Day 39 (of 2024/25) suing for grades… a blockbuster future…?
https://apple.news/AckcMyn0zTdeAEl7-Uua9Uw
I have mentioned before that I think the cell phone and its embedded tools is the disruptor that many of us have anticipated (at one point thinking it may be computers… then laptops… then tablets…but the “toolkit that fits in a pocket” sure feels like the ‘Netflix offering itself to Blockbuster moment’ that many educators are treating much as Blockbuster Video did – ignore it and hope it goes away…
One key part is the tools enabled by the cell phone evolution and how people use their tools to enhance their learning. When we focus on letter grades and %s, the story is ‘reporting achievement’ (usually compared to others) where as encapsulating student work over time and how it ends up as an artifact of learning, the focus is on the journey more than the completion – and if people are using AI… that becomes part of the story…
Or we can debate nuances and sue teachers and school about old fashioned (always unreliable and inaccurate) we think letter grades and %s worked in the “good old days” (that weren’t) and let courts decide.
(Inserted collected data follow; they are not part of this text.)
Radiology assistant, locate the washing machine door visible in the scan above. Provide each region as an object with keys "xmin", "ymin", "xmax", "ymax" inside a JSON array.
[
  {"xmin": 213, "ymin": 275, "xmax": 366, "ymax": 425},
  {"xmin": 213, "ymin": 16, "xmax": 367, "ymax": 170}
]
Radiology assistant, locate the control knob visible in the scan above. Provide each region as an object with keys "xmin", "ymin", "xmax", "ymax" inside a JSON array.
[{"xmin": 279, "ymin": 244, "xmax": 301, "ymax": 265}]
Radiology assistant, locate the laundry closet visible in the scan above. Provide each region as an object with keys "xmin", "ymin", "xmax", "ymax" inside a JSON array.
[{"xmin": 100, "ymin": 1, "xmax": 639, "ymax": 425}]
Is it plagiarism? Then we are taking the “A” away from AI… and need to reconsider our allowance of calculators in most math courses – even graphing and ‘those’ subjects… cuz it ain’t the brain doing the calculations…
I hope the family wins this case. And we rethink how we teach effective and affective use of these powerful learning tools.
Cuz “AI detection tools” aren’t reliable; and a friend just shared how after four iterations of a document, only using AI, the detection tools saw it as human written…
One of my experiments has been to create an assignment where students can only is AI tools, and I was surprised that they rebelled – they didn’t like it because it didn’t feel like it actually represented their thoughts/voice. Mind you we tend to focus on descriptive feedback over task tabulation to reach a final grade…
Concerns over cheating ain’t new – and as long as there is a contest to reach the “high score” compared to others… it’ll happen on tests and tasks that focus on scores over learning…
Time to edu-volve and focus on the learning rather than scores – the shift from reporting achievement to communicating learning!